History tells us that it’s probably our own fault. For too long – the men came first. And we wasted that privilege on alcohol, sex, greed, status and violence. The NGO’s spend much of their time protecting others from men. I can see why we fell down the list.
Moria is where they put the men. But Moria is not filled with violent, hate filled men who have burnt their bridges. It may look like a prison. It certainly feels like prison. But the men in Moria are not there because they are prisoners – they are they because they are men.
The Boat Refugee Foundation uses refugees as interpreters. It’s not ideal – but it works well. It gives a small number of refugees the opportunity to help their peers whilst bettering their English and give me access to numerous affordable language skills.
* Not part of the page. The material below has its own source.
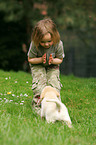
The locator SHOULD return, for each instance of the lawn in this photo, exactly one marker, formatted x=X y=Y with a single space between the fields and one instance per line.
x=20 y=125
Importantly for me – it give me something else – my first access to refugees and a better chance to understand their journey and their situation.
Going to Moria for the first time is a bit intimidating. There are guards on the gate and the tall grey fences with barb wire aren’t very friendly. It’s my first shift – and the first refugees I meet are the interpreters. An hour later, I’ve met a chemistry student, a snooker player, a biomechanical engineer and a guy who straightens his hair in a refugee camp. An hour after that, I’ve been beaten at chess, been taught a traditional Afghan dance and seen pictures of a family picnic in Iraq. (Who knew that people went on family picnics in Iraq?!) It turns out that the men are in Moria, not because they are prisoners – they are there because they are men.
Later in the day – we are called to see a patient in the camp prison. BRFs Medical team are in Moria from 4pm – 9am and we will see all types of patients anywhere in the camp. The camp police have come to the medical cabin and asked us to come and see a patient who has collapsed.
The most striking thing about the Moria prison – is that it’s almost identical to the rest of Moria. The beds, the food, the atmosphere. The only real difference is that the prisoners are not free to come and go. If we ignore that – the prison looks a lot like ‘home’
Today it is good news. The patient has collapsed – but his problems are not medical. We are able to use the excellent BRF portable medical bags to assess him and he doesn’t appear to have significant medical issues. He is suffering a panic-attack – probably associated with some deep psychological scars. It looks scary – but it isn’t. We are able to calm the patient and reassure the police.
Like many – his problems are deep and psychological. I think this is good news – but I’m not sure. I’m pleased that the Boat Refugee Foundation is trying to address these issues as well. Our sister “Pyscho Social Support” team are busy trying to provide the refugees in the camp of Lesbos an outlet for these issues. This may just be an opportunity to sit and chat, it may be the social interaction provided at games nights or it may be the educational opportunities provided to learn English – or to learn more about western culture. I suspect it’s all these things. I suspect that all these things won’t be enough. They don’t replace a family or a home or a job. But I suspect it does make a difference. Just by being here – we make a difference. Here in Moria – where nobody cares; the Boat Refugee Foundation and a small number of NGO’s turn up daily and show that we care. We show that we understand that they are normal people. Not criminals. Not terrorists. Not anything really – just single men – who have nowhere else to go.